COLUMBUS, Ohio (AP) _ A U.S. Olympic champion who famously raised his black-gloved fist during a 1968 medal ceremony says he’s proud to see current professional athletes drawing attention to racial inequality and social injustice using peaceful protests during the national anthem.

File-This July 16, 2008, file photo shows Tommie Smith, left, and John Carlos accepting the Arthur Ashe Award for Courage at the ESPYs Awards in Los Angeles. Smith and Carlos, the American sprinters whose raised-fist salutes at the 1968 Olympics are an ageless sign of race-inspired protest, will join the U.S. Olympic team at the White House next week for its meeting with President Barack Obama. (AP Photo/Kevork Djansezian, File)

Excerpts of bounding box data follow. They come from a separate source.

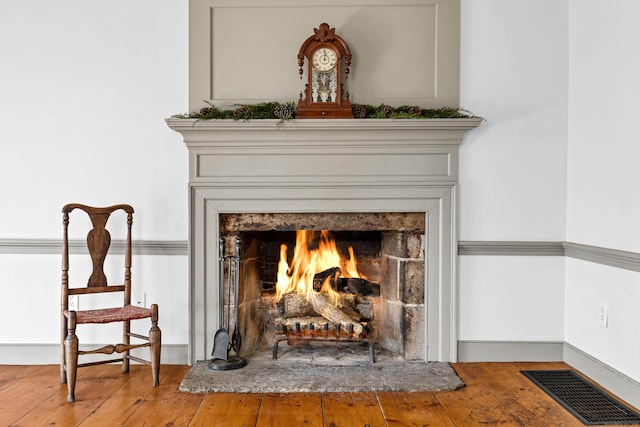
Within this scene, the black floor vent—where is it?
[520,370,640,426]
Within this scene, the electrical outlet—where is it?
[67,295,80,311]
[131,292,147,307]
[598,302,609,328]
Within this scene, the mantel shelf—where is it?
[166,117,483,132]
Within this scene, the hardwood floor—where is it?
[0,363,636,427]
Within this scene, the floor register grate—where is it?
[520,370,640,426]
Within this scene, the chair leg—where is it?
[60,315,67,384]
[64,311,78,402]
[149,304,162,387]
[122,321,131,374]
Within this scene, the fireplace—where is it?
[220,212,425,360]
[167,118,480,363]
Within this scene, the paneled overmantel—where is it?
[167,118,481,362]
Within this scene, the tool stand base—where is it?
[209,356,247,371]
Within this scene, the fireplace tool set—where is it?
[209,238,247,371]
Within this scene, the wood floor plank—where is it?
[479,364,583,427]
[0,362,640,427]
[322,392,386,427]
[0,365,51,390]
[189,393,262,427]
[377,392,455,427]
[80,365,170,426]
[122,366,204,426]
[256,393,323,427]
[0,365,62,426]
[9,365,137,426]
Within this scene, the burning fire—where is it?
[276,230,366,306]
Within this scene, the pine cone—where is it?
[409,105,422,116]
[380,105,396,117]
[351,104,367,119]
[273,104,294,120]
[233,105,251,119]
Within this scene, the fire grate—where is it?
[520,370,640,425]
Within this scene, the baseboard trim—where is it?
[0,344,189,365]
[563,242,640,271]
[0,239,640,272]
[458,341,640,408]
[458,341,564,362]
[563,343,640,409]
[458,241,565,256]
[458,241,640,271]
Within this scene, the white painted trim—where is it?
[458,340,564,362]
[0,239,188,255]
[563,342,640,408]
[458,341,640,408]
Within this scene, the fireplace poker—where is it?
[211,237,229,360]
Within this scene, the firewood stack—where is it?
[273,269,380,360]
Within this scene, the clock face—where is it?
[311,47,338,73]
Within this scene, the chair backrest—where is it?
[62,203,133,310]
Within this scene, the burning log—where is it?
[282,292,362,320]
[339,278,380,297]
[308,293,363,335]
[313,267,340,291]
[283,292,316,318]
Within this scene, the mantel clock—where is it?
[296,23,353,119]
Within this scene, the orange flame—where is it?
[276,230,366,305]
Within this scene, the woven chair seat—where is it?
[65,305,151,324]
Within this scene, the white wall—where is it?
[0,0,640,388]
[460,0,568,341]
[565,0,640,381]
[0,0,188,363]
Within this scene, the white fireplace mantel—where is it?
[166,118,482,363]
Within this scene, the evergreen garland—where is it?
[173,101,477,120]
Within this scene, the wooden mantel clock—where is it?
[296,23,353,119]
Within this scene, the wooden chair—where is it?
[60,203,161,402]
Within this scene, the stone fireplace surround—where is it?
[167,118,481,363]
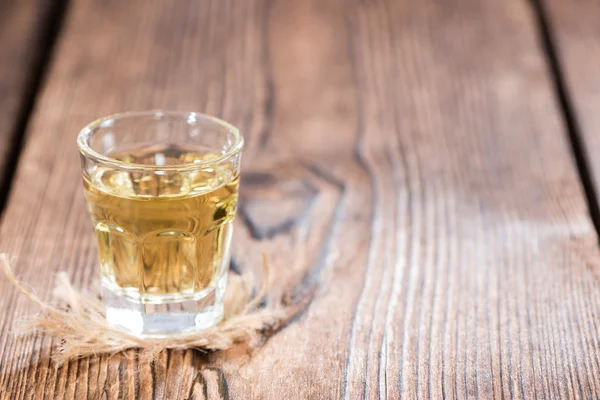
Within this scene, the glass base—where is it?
[102,273,227,337]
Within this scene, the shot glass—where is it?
[77,111,244,336]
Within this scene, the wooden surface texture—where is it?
[0,0,56,194]
[0,0,600,399]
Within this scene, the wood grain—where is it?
[0,0,600,399]
[0,0,58,198]
[540,0,600,216]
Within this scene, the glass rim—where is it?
[77,110,244,171]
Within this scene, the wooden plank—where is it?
[0,0,57,199]
[540,0,600,212]
[0,0,600,399]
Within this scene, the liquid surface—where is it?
[84,147,238,302]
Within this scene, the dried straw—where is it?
[0,253,314,364]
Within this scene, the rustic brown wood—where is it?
[0,0,600,399]
[540,0,600,211]
[0,0,58,198]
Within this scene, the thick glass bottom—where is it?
[102,273,227,337]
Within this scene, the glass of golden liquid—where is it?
[77,111,244,337]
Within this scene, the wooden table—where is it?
[0,0,600,399]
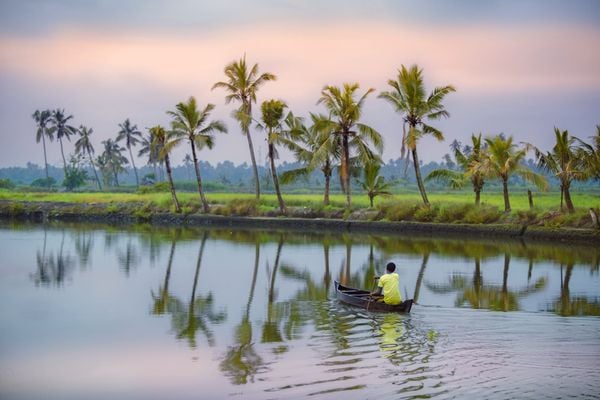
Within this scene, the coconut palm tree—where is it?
[314,83,383,208]
[167,96,227,213]
[117,118,142,187]
[281,113,341,205]
[425,133,487,205]
[99,139,128,186]
[360,161,392,208]
[49,108,77,176]
[150,125,181,213]
[379,65,455,207]
[75,125,102,190]
[473,134,548,212]
[577,125,600,179]
[257,100,294,214]
[527,127,588,212]
[31,110,53,182]
[212,54,277,199]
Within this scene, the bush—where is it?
[0,179,15,189]
[463,205,502,224]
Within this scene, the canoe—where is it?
[334,281,413,314]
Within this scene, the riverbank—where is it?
[0,201,600,245]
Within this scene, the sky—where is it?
[0,0,600,167]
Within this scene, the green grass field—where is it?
[0,190,600,211]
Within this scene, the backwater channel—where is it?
[0,222,600,400]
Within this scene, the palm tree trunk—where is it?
[58,137,67,173]
[127,146,140,188]
[564,185,575,213]
[165,156,181,213]
[87,149,102,190]
[190,139,210,213]
[269,143,286,215]
[411,146,431,207]
[502,177,510,212]
[42,133,50,180]
[342,134,352,208]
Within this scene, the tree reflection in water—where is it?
[220,241,264,385]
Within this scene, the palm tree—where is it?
[150,125,181,213]
[577,125,600,179]
[100,139,128,186]
[117,118,142,187]
[425,133,487,205]
[167,96,227,213]
[473,134,548,212]
[212,54,277,199]
[379,65,455,207]
[314,83,383,208]
[528,127,587,212]
[31,110,53,182]
[258,100,294,214]
[281,113,340,205]
[49,108,77,176]
[360,161,392,208]
[75,125,102,190]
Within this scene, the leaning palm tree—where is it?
[314,83,383,208]
[360,161,392,208]
[31,110,53,182]
[527,127,588,212]
[150,125,181,213]
[257,100,294,214]
[281,113,341,205]
[167,96,227,213]
[75,125,102,190]
[379,65,455,206]
[473,135,548,212]
[117,118,142,187]
[425,133,487,205]
[102,139,128,186]
[212,54,277,199]
[49,108,77,176]
[577,125,600,179]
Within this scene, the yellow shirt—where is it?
[378,272,402,304]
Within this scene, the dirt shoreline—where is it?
[0,201,600,245]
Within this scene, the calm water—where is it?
[0,224,600,400]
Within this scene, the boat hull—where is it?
[334,281,413,314]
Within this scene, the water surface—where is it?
[0,224,600,399]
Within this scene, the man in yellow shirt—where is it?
[371,262,402,305]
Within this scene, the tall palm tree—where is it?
[75,125,102,190]
[167,96,227,213]
[425,133,487,205]
[102,139,128,186]
[150,125,181,213]
[473,135,548,212]
[379,65,455,206]
[258,100,294,214]
[360,161,392,208]
[315,83,383,208]
[117,118,142,187]
[212,54,277,199]
[50,108,77,176]
[31,110,53,182]
[528,127,588,212]
[281,113,341,205]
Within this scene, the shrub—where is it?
[414,206,439,222]
[463,205,502,224]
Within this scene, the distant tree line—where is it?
[22,56,600,214]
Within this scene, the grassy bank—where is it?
[0,190,600,229]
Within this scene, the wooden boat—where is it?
[334,281,413,314]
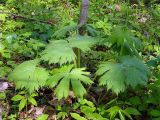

Tommie Smith received his gold medal in the 200 meters in Mexico City. Smith and American bronze medalist John Carlos lowered their heads and raised their fists during America’s national anthem and were later booed.

The 72-year-old Smith tells The Columbus Dispatch ( ) he took those actions because Black athletes’ attempts to be heard were limited.

Smith commented about more recent protests ahead of a Thursday panel at Ohio State University, where he’s set to discuss the role of athletes’ activism in social change.

He now lives near Stone Mountain, Georgia.